La Liga Nacional Contra el Cáncer de Guatemala y El Instituto de Cancerología y Hospital Dr. Bernardo del Valle, Guatemala, Guatemala.
Department of Pathology, Stanford University School of Medicine, Stanford, CA.
Blood Adv. 2021 May 25;5(10):2447-2455. doi: 10.1182/bloodadvances.2021004347.

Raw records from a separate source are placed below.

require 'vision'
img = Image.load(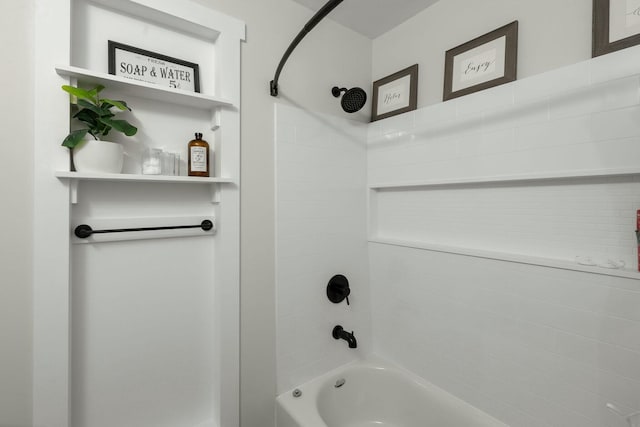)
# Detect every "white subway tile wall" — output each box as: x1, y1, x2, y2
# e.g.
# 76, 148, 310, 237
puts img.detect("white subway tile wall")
367, 47, 640, 427
275, 104, 371, 393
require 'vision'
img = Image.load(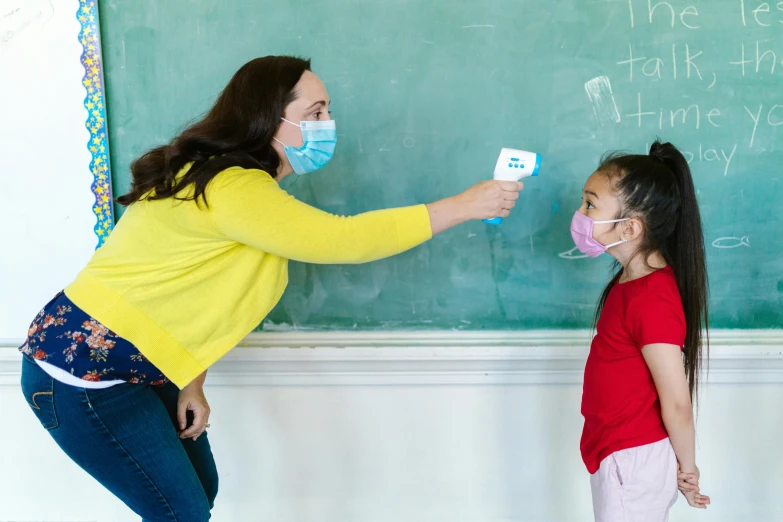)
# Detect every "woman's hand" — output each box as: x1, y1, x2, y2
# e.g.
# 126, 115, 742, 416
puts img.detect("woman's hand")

Inadequate diagnostics compromise cancer care across lower- and middle-income countries (LMICs). We hypothesized that an inexpensive gene expression assay using paraffin-embedded biopsy specimens from LMICs could distinguish lymphoma subtypes without pathologist input. We reviewed all biopsy specimens obtained at the Instituto de Cancerología y Hospital Dr. Bernardo Del Valle in Guatemala City between 2006 and 2018 for suspicion of lymphoma. Diagnoses were established based on the World Health Organization classification and then binned into 9 categories: nonmalignant, aggressive B-cell, diffuse large B-cell, follicular, Hodgkin, mantle cell, marginal zone, natural killer/T-cell, or mature T-cell lymphoma. We established a chemical ligation probe-based assay (CLPA) that quantifies expression of 37 genes by capillary electrophoresis with reagent/consumable cost of approximately $10/sample. To assign bins based on gene expression, 13 models were evaluated as candidate base learners, and class probabilities from each model were then used as predictors in an extreme gradient boosting super learner. Cases with call probabilities < 60% were classified as indeterminate. Four (2%) of 194 biopsy specimens in storage <3 years experienced assay failure. Diagnostic samples were divided into 70% (n = 397) training and 30% (n = 163) validation cohorts. Overall accuracy for the validation cohort was 86% (95% confidence interval [CI]: 80%-91%). After excluding 28 (17%) indeterminate calls, accuracy increased to 94% (95% CI: 89%-97%). Concordance was 97% for a set of high-probability calls (n = 37) assayed by CLPA in both the United States and Guatemala. Accuracy for a cohort of relapsed/refractory biopsy specimens (n = 39) was 79% and 88%, respectively, after excluding indeterminate cases. Machine-learning analysis of gene expression accurately classifies paraffin-embedded lymphoma biopsy specimens and could transform diagnosis in LMICs.
在中低收入国家(LMICs),诊断不足会影响癌症治疗。我们假设,使用来自 LMICs 的石蜡包埋活检标本进行廉价的基因表达分析,可以在没有病理学家输入的情况下区分淋巴瘤亚型。我们回顾了 2006 年至 2018 年期间在危地马拉城的癌症研究所和 Bernardo Del Valle 医院获得的所有疑似淋巴瘤的活检标本。根据世界卫生组织分类建立诊断,然后将其分为 9 类:非恶性、侵袭性 B 细胞、弥漫性大 B 细胞、滤泡性、霍奇金、套细胞、边缘区、自然杀伤/T 细胞或成熟 T 细胞淋巴瘤。我们建立了一种基于化学连接探针的检测方法(CLPA),通过毛细管电泳定量检测 37 个基因的表达,每个样本的试剂/耗材成本约为 10 美元。为了根据基因表达分配类别,我们评估了 13 个模型作为候选基本学习器,然后将每个模型的类别概率用作极端梯度增强超级学习者的预测因子。分类概率<60%的病例被归类为不确定。在存储时间<3 年的 194 个活检标本中,有 4 个(2%)检测失败。诊断样本分为 70%(n=397)训练集和 30%(n=163)验证集。验证集的总准确率为 86%(95%置信区间[CI]:80%-91%)。排除 28 例(17%)不确定分类后,准确率提高到 94%(95%CI:89%-97%)。在对美国和危地马拉的一组高概率病例(n=37)进行 CLPA 检测时,结果的一致性为 97%。排除不确定病例后,复发/难治性活检标本队列(n=39)的准确率分别为 79%和 88%。基因表达的机器学习分析可以准确地对石蜡包埋的淋巴瘤活检标本进行分类,并可能改变中低收入国家的诊断方式。